According to B’nai Brith, the paper has accused “Jews and Zionists” of having “terrorism in their blood,” and has urged readers to “stand up to the Jews,” in response to their attempts to “destroy” Poland.

In a series of “incendiary” articles, the outlet “warns repeatedly of Jewish control over the Polish government through ‘puppet politicians’ in the United States who favour ‘rewriting history’ in the interest of the Israeli government,” B’nai Brith said in an Aug. 15 statement.

Authors on the website have also stated that Jews are “playing their old game” of trying to interfere in various governments, while calling the actions of Jewish organizations “racist” and “satanic,” the Jewish advocacy group alleged.

“We are appalled by the blatant Jew-hatred peddled by this publication,” said Michael Mostyn, B’nai Brith’s CEO. “While there is room for disagreement over policies in modern Polish-Jewish relations, the anti-Semitic content that we are seeing is truly beyond the pale.”

Among other examples B’nai Brith cited was a photograph of Hasidic Jews juxtaposed with the U.S. Capitol building, followed by allegations that Congress is controlled by Jewish forces, as well as a headline saying, You Use WhatsApp – Jews Are Spying on You.

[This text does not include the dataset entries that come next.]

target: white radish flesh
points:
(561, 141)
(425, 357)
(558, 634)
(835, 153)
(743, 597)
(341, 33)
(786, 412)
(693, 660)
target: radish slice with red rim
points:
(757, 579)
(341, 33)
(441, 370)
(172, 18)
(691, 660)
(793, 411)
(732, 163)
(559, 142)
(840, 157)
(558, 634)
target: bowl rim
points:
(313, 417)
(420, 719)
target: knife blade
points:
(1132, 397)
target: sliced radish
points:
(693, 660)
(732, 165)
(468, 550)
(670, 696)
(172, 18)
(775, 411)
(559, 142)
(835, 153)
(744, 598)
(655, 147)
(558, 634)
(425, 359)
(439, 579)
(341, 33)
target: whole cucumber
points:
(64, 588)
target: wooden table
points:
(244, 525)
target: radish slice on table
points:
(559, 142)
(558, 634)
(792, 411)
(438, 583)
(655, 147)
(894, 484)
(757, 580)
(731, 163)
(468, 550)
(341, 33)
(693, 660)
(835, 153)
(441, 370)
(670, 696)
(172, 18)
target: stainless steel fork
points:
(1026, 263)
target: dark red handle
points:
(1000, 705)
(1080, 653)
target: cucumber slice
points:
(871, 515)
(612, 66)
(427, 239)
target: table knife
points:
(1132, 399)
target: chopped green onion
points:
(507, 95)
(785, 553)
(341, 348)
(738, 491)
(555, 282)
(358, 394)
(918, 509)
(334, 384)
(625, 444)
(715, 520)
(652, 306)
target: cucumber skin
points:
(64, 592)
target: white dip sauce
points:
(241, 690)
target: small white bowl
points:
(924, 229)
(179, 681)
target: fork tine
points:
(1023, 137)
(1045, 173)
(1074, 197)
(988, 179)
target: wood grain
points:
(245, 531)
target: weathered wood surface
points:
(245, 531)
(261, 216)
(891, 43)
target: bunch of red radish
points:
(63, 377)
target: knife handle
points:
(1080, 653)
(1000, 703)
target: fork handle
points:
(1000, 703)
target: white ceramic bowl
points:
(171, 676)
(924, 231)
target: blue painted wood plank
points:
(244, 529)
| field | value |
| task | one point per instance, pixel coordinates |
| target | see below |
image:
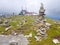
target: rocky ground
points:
(26, 25)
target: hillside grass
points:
(28, 28)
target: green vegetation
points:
(28, 28)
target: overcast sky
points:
(10, 6)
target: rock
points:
(55, 41)
(48, 24)
(38, 38)
(8, 28)
(27, 36)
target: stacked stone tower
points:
(41, 32)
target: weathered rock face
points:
(41, 22)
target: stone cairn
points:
(41, 32)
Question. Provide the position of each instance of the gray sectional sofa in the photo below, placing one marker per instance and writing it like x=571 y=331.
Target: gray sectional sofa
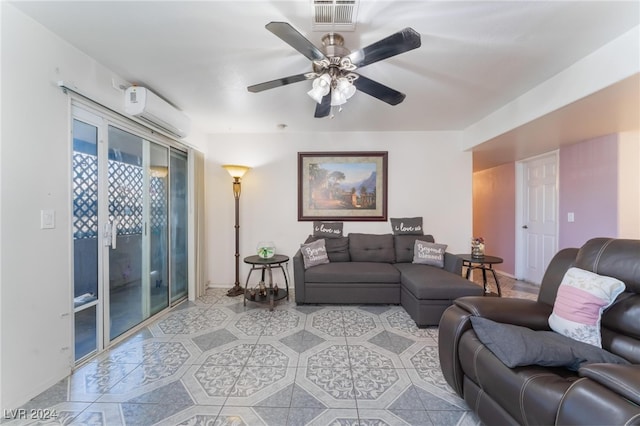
x=379 y=268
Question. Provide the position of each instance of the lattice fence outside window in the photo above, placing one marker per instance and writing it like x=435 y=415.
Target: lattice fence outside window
x=125 y=197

Goniec has also described a film documenting the 1941 anti-Jewish massacre in the Polish town of Jedwabne as “false propaganda of the ‘Holocaust enterprise’ in a plot to initiate reparations for Jewish property that was lost or stolen during the Second World War,” B’nai Brith charged.

Andrzej Kumor, the paper’s editor-in-chief and sole employee, called B’nai Brith’s accusations “unfounded” and said he will co-operate with police.

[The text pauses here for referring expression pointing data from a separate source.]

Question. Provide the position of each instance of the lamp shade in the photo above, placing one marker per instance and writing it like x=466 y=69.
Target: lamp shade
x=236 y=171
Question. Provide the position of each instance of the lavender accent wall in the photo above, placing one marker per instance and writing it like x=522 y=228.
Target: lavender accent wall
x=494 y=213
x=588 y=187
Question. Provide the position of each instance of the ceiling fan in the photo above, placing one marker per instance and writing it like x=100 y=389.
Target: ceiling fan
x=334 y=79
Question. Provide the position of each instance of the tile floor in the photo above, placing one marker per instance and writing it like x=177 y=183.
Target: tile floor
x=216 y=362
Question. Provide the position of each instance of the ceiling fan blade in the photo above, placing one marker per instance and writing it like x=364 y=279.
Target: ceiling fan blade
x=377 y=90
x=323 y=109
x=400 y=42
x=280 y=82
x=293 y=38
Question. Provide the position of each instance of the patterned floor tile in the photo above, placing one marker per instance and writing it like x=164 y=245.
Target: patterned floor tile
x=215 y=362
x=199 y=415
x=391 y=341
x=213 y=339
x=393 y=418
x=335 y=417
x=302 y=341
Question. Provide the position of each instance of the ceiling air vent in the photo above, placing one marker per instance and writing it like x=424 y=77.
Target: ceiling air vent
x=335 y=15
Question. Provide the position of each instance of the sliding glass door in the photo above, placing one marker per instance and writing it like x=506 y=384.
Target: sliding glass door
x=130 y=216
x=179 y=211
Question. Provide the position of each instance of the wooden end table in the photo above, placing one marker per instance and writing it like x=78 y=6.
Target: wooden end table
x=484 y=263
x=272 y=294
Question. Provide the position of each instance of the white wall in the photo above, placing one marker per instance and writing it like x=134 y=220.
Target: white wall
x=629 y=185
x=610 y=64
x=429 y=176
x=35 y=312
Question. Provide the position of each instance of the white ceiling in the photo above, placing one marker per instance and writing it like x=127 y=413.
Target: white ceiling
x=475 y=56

“I have nothing to hide,” Kumor told The CJN via email. “I was never hateful towards Jews or any other community. I see politics as a power play of different interests. I love the debate and I think that the debate is a cornerstone of (a) free, democratic society.”

He defended the material cited by B’nai Brith.

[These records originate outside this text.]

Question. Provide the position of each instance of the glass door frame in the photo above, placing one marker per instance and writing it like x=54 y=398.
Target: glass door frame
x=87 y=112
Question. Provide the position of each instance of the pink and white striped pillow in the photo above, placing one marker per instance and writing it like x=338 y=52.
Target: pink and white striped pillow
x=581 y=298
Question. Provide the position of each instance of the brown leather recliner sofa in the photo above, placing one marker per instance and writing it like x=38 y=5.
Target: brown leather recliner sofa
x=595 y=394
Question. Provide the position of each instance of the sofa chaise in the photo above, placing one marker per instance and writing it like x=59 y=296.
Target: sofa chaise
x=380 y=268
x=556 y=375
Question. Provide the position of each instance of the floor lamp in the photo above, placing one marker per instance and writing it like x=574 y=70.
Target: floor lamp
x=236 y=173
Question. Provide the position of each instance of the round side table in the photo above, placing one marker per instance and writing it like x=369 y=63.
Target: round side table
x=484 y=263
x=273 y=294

The headline about Jews spying, for example, “is about the security hole found in WhatsApp, which was exploited by (an) Israeli group with connections to … state security services,” Kumor explained, asking, “Is the headline, ‘The Russians are spying on us’ anti-Russian?”

He said the commentary titled Zionists Have Terrorism in Their Blood (not “Jews,” he noted) is about paramilitary groups in pre-state Israel – the Irgun, Haganah and the so-called Stern Gang – and “the smart political use of terrorism by Jews fighting for their country after the Second World War.”

As for the July 1941 pogrom in Jedwabne, “this crime should be investigated to the very end … to find out how many people died, and other circumstances,” Kumor said.

Several sources agree that at least 340 Jews were murdered in the pogrom, 300 of whom were locked in a barn that was set on fire.

Peter Jassem, past chair of the Polish-Jewish Heritage Foundation of Canada’s Toronto chapter, said it was brought to his attention “on numerous occasions” that Kumor was publishing “anti-Semitic content for years, sometimes explicitly, sometimes as innuendo regularly present in numerous articles written by him and his contributors.”

As for B’nai Brith’s translations, “everything seems to be accurate,” said Jassem. However, the title of one video cited by B’nai Brith “does not mean that Zionists have terrorism in their blood, but rather that they are guilty of terrorism,” Jassem explained. “But when you listen to the video, (Kumor) does say this: ‘Jews or Zionists have terrorism in their blood.’ ” Later in the same video, Kumor says, “It is said that Jews simply invented modern terrorism,” according to Jassem.

He added that both in this article and in an interview Kumor gave to an online Polish television station that Jassem views as anti-Semitic,” Kumor “seems to show  himself as a martyr and a freedom fighter whose mission is to uncover the truth and to defend freedom of speech. He blames Jewish conspiracy for this action against him.”